O trabalho infantil é um mal que atinge uma em cada seis crianças no mundo. Segundo a Organização Internacional do Trabalho (OIT), divulgado nesta segunda-feira, este dado corresponde a 246 milhões de crianças com idade entre 5 e 17 anos, das quais 110 milhões têm menos de 11 anos. A prática de empregar crianças se concentra sobretudo na agricultura, na caça, na pesca, na silvicultura e em olarias (70% do total), e atinge principalmente os meninos. No Brasil, são 5,4 milhões de crianças, a maioria na agricultura.
Uma face oculta do trabalho infantil, no entanto, tem chamado cada vez mais a atenção da OIT no país e se mostrado uma questão de gênero preocupante e de difícil resolução: o trabalho infantil doméstico, que emprega meio milhão de crianças. Cerca de 230 mil delas têm menos de 16 anos, idade mínima permitida pela legislação brasileira. De todas as meninas que se encontram em situação de risco hoje no país, 24% se dedicam ao serviço doméstico, a ocupação remunerada mais comum para o sexto feminino. Entre elas, 75% são negras ou pardas. Mais da metade trabalha mais de 40 horas semanais sem direito a férias, e a remuneração de 64% delas é inferior a um salário mínimo.

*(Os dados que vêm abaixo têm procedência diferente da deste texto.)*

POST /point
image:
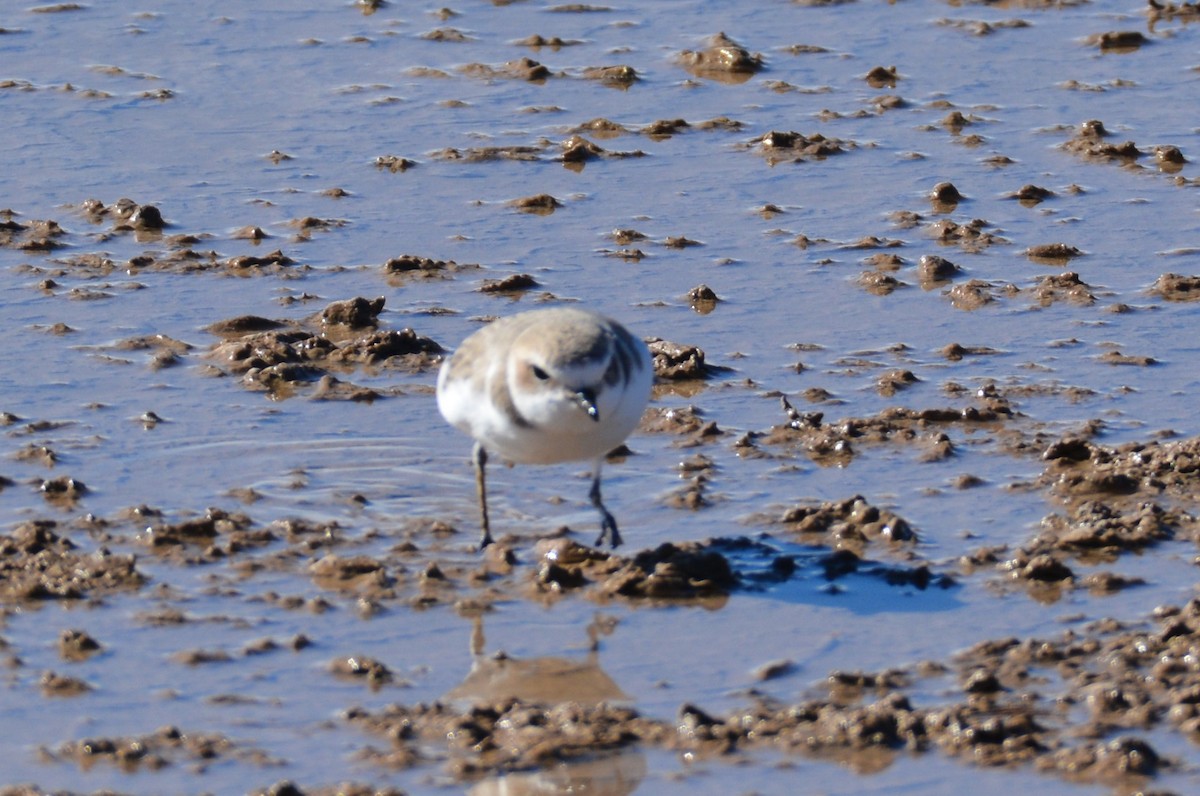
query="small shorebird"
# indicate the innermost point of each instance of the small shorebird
(545, 387)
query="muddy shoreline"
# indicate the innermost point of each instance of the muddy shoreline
(917, 490)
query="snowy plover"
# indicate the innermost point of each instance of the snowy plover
(545, 387)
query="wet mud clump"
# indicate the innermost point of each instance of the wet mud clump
(833, 443)
(37, 563)
(165, 747)
(669, 572)
(723, 59)
(780, 147)
(341, 337)
(675, 361)
(1175, 287)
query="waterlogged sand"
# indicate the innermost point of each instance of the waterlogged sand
(915, 504)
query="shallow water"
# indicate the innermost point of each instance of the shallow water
(334, 89)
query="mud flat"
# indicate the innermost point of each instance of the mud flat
(913, 506)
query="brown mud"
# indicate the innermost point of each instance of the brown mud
(880, 378)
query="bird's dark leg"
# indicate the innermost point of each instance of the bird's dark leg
(480, 458)
(607, 524)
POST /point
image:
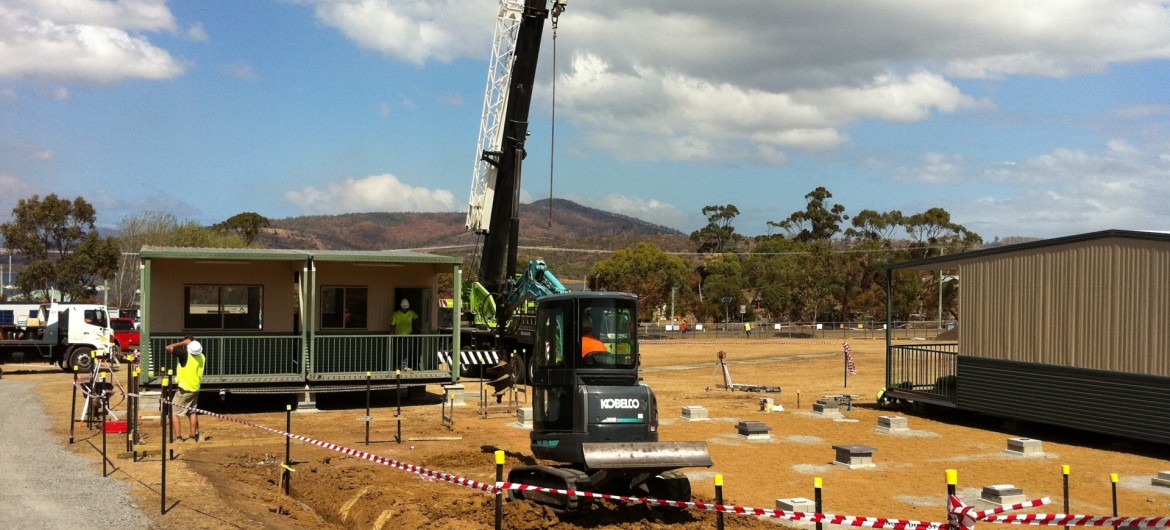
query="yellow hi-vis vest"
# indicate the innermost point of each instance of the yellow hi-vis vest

- Um dos maiores problemas do combate a esse tipo de trabalho infantil é que ele é quase invisível. No Brasil, muitas vezes não é encarado como uma forma de exploração das crianças. Por ser culturalmente aceito, é considerado leve e até visto como um favor - afirma Renato Mendes, coordenador do projeto regional para a prevenção e eliminação do trabalho infantil doméstico do Programa Internacional de Erradicação do Trabalho Infantil (IPEC), da OIT, no Brasil. De acordo com a legislação brasileira, não é possível, para os inspetores encarregados pela fiscalização do trabalho, verificar o uso de mão-de-obra infantil no trabalho doméstico devido à inviolabilidade de casas particulares, garantida na Constituição Federal.
Além de oculto, este tipo de trabalho infantil tem um aspecto perverso: a violência doméstica, traduzida em maus tratos, discriminação racial e abuso sexual. "Esses casos são muito freqüentes. Uma das meninas que atendemos foi mantida em cárcere privado por sua patroa, que era promotora de justiça", conta Celina Hamoy, coordenadora do projeto de enfrentamento do trabalho infantil doméstico de Belém, Pará, organizado pelo Centro de Defesa da Criança e do Adolescente (Cedeca) Emaús. O projeto se iniciou em 1999, numa articulação entre ONGs, órgãos públicos e empresários.
Mesmo quando não são violentadas, as meninas carregam pra sempre as marcas do trabalho infantil. A educação é um dos aspectos mais prejudicados. Quanto mais novas as crianças ingressam no trabalho doméstico, menos chances têm de terminar o ensino fundamental e o médio. Somente 3% dos que começaram a trabalhar com idade entre 5 e 11 anos conseguiram chegar até o ensino médio, contra 12% dos que começaram a trabalhar entre 12 e 15 anos. "A criança precisa ser protegida da exploração que traz prejuízos em seu crescimento físico e mental, influenciando sua auto-estima" acredita Patrício Fuentes, coordenador da Unicef no Ceará. "Por isso, a erradicação tem que se centralizar na escola, que precisa ser mais interessante para a criança, e na geração de renda para a família", afirma.
O projeto de Belém também enfrenta problemas com os educadores, muitas vezes insensíveis às questões da infância e com pouco conhecimento da legislação de proteção dos menores. "Muitos educadores com quem trabalhamos sequer aceitavam a existência de trabalho infantil doméstico e discriminavam esses alunos, que acabam dormindo durante as aulas e têm dificuldade de aprendizado", conta Celina. Depois de anos de trabalho, o Cedeca conseguiu mudar o projeto político-pedagógico das escolas atendidas. A nova proposta está fundamentada nos direitos da criança e do adolescente e no respeito e valorização da cultura amazônica.